Segundo a análise da oposição, a Venezuela está presa numa espiral de inflação e desvalorização, em que a alta dos preços domésticos prejudica a confiança na economia e na moeda, gerando fuga de capitais e levando à alta do dólar no mercado negro, o que incrementa a inflação.

Os controles de preços, nacionalizações e outras intervenções do governo também teriam causado mais distorções e problemas estruturais. A hiperinflação, o aumento da dívida externa e uma crise na balança de pagamentos iriam assinalar o fim do experimento econômico atual.

Mas como pode um governo dotado de receita petrolífera de mais de US$ 90 bilhões ter uma crise na balança de pagamentos? A resposta é: ele não pode.

Em 2012 a Venezuela teve receita petrolífera de US$ 93,6 bilhões. A conta corrente apresentou superávit de US$ 11 bilhões, ou 2,9% do PIB. Os juros pagos sobre a dívida externa pública chegaram a apenas US$ 3,7 bilhões.

Este governo não vai ficar sem dólares. Normalmente, reservas suficientes para cobrir três meses de importações são consideradas suficientes; a Venezuela tem o suficiente para pelo menos oito meses.

A hiperinflação também é uma possibilidade muito remota.
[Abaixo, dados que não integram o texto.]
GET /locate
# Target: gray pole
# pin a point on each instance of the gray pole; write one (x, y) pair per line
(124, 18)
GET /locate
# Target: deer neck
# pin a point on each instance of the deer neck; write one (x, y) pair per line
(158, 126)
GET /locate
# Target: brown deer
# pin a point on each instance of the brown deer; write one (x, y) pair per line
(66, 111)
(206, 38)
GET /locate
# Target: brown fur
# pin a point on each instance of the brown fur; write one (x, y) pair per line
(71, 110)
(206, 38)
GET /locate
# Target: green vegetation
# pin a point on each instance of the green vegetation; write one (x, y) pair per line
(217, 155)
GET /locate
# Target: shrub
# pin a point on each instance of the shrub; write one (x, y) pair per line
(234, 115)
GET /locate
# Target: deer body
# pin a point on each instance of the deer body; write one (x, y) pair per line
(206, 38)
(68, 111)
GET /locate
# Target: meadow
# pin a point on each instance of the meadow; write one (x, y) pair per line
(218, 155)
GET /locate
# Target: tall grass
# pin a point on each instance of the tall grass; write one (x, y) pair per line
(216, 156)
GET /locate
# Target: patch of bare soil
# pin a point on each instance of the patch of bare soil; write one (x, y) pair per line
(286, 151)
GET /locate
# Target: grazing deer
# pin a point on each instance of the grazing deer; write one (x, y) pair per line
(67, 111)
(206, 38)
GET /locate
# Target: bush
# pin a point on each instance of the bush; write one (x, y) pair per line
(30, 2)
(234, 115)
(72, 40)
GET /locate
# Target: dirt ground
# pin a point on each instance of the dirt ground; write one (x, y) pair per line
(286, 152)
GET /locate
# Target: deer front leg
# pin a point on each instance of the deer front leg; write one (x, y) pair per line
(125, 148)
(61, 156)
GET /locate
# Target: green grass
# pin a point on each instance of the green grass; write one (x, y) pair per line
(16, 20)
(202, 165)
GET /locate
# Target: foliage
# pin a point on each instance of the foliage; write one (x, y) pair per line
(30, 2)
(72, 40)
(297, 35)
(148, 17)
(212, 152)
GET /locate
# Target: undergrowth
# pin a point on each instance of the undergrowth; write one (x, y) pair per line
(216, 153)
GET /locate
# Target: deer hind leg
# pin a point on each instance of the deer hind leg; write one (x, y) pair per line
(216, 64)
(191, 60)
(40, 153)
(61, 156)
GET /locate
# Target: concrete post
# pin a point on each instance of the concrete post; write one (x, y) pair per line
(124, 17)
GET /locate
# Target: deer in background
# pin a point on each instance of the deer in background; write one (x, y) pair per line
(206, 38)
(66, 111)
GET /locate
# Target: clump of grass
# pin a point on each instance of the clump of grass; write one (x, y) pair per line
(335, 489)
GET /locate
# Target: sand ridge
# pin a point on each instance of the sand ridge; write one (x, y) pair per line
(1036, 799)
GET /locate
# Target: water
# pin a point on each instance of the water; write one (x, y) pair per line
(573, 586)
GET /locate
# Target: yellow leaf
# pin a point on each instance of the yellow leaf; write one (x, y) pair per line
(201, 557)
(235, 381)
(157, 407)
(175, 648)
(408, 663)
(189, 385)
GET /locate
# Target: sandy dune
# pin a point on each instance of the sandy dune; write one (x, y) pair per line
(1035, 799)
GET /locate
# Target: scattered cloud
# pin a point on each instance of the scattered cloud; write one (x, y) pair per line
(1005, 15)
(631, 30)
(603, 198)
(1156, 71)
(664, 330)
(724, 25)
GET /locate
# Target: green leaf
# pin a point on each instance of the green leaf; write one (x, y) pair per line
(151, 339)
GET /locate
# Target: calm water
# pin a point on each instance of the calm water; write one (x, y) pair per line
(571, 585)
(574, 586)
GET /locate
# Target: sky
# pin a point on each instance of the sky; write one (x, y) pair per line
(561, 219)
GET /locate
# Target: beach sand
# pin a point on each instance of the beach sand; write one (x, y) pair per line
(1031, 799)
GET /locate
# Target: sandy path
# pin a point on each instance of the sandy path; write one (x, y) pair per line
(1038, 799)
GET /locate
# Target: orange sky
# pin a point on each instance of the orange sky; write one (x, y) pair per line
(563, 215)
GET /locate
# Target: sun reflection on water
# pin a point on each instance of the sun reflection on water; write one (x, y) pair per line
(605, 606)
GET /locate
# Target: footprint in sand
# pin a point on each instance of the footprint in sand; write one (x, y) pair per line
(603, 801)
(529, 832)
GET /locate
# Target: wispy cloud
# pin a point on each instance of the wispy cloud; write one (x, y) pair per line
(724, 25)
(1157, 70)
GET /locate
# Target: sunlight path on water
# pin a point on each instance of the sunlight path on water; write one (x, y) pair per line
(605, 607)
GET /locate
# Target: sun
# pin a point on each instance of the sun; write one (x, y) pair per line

O que realmente empurrou a inflação para cima, começando há um ano, foi um corte na oferta de dólares ao mercado de divisas.

A oferta foi reduzida pela metade em outubro de 2012 e praticamente eliminada em fevereiro. Isso significou que mais importadores tiveram que comprar dólares cada vez mais caros no mercado negro. Foi dali que veio o aumento da inflação.

Desde então, o governo aumentou os leilões de dólares e anunciou planos de aumentar as importações de alimentos e outros bens, fato que provavelmente exercerá pressão para baixo sobre os preços.

É claro que a Venezuela está enfrentando problemas econômicos muito sérios.

Mas não são problemas do tipo sofrido pela Grécia ou a Espanha, presas na armadilha de um arranjo em que a política macroeconômica é determinada por pessoas cujos objetivos entram em conflito com a recuperação econômica desses países.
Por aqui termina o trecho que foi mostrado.